Modified screening of MYC promotor region elements using the CRISPR library in ovarian cancer.

Abstract

Ovarian cancer remains one of the most lethal gynecological malignancies owing to its high recurrence rate and chemotherapeutic resistance. MYC is a well-known proto-oncogene that is frequently amplified in ovarian cancer and has been implicated in drug resistance. Previously, we established a new promoter-reporter system combined with a CRISPR activation library to identify unknown MYC regulators, and M1AP was identified as a novel MYC regulator.

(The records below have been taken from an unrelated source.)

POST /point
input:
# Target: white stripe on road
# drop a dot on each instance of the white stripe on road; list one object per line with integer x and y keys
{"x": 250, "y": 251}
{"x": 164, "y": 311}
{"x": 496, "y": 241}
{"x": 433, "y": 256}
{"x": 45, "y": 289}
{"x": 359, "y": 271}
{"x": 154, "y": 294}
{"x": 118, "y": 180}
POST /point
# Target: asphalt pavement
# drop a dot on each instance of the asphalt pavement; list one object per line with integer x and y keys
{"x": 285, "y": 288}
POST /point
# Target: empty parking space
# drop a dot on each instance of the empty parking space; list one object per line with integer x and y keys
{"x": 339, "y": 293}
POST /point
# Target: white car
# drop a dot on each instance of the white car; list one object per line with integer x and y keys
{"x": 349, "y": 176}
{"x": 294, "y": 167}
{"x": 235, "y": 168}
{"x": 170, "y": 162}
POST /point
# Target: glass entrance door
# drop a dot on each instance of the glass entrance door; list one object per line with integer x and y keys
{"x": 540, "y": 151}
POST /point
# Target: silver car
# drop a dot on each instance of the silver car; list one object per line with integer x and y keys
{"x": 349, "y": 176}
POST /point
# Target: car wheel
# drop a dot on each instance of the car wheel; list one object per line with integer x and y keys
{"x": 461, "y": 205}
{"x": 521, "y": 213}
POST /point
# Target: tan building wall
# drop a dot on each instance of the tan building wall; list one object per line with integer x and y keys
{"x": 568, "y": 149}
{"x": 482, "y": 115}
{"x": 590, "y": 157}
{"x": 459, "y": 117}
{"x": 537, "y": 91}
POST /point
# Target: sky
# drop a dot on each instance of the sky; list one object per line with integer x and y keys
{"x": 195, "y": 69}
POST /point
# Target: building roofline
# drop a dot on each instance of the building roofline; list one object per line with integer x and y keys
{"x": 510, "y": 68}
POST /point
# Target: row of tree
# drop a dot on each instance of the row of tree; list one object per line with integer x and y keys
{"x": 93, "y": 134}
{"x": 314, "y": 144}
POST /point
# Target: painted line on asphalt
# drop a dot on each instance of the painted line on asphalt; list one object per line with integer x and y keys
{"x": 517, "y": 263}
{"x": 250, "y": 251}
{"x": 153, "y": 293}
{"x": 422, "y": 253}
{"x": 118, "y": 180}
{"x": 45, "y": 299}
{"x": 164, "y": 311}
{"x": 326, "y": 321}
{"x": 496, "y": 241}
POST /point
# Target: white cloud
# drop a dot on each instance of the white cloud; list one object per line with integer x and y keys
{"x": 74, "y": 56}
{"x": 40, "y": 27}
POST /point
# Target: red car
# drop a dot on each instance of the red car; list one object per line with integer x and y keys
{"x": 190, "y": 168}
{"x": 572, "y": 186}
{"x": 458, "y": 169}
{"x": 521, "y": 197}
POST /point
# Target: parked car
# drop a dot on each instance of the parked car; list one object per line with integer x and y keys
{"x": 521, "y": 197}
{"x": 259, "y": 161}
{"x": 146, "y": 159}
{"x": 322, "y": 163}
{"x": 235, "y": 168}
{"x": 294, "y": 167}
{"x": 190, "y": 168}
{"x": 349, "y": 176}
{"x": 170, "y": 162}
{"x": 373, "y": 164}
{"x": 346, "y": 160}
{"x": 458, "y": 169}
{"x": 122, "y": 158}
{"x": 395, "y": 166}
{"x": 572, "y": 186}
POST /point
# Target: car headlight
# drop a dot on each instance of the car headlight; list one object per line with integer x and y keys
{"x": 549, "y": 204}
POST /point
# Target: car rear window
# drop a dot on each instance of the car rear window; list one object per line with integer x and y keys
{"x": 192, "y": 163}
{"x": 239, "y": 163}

However, considering the insufficient explanation for the absence of guide RNA (gRNA) of MYC, this present study explored methods to prevent the gRNA of MYC itself from binding. This study first modified the promoter-reporter vector to improve its quality, then conducted CRISPR screening and analyzed candidate genes as MYC promoter regulators using next-generation sequencing in OVSAHO ovarian cancer cells. Eighty-six genes had ≥ 1000 reads, and Pearson's correlation coefficient analysis was performed on the cBioPortal of the Cancer Genomics database. Fourteen genes were identified as candidate MYC regulators with positive and significant correlations with MYC. Seven genes, including CYP4v2, ASPH, ANP32D, PCED1A, ABI1, FUZ, and HOOK2, demonstrated significantly higher luciferase activity than the control genes. Four genes, including ABI1, PCED1A, HOOK2, and CYP4v2, activated the MYC promoter, which showed over twofold higher activity than the control when overexpressed using a vector. In conclusion, four genes that activate MYC promoters were identified in an ovarian cancer cell line using the CRISPR library system with a modified promoter-reporter tool. These results will prove helpful in the development of novel treatment strategies for ovarian cancer.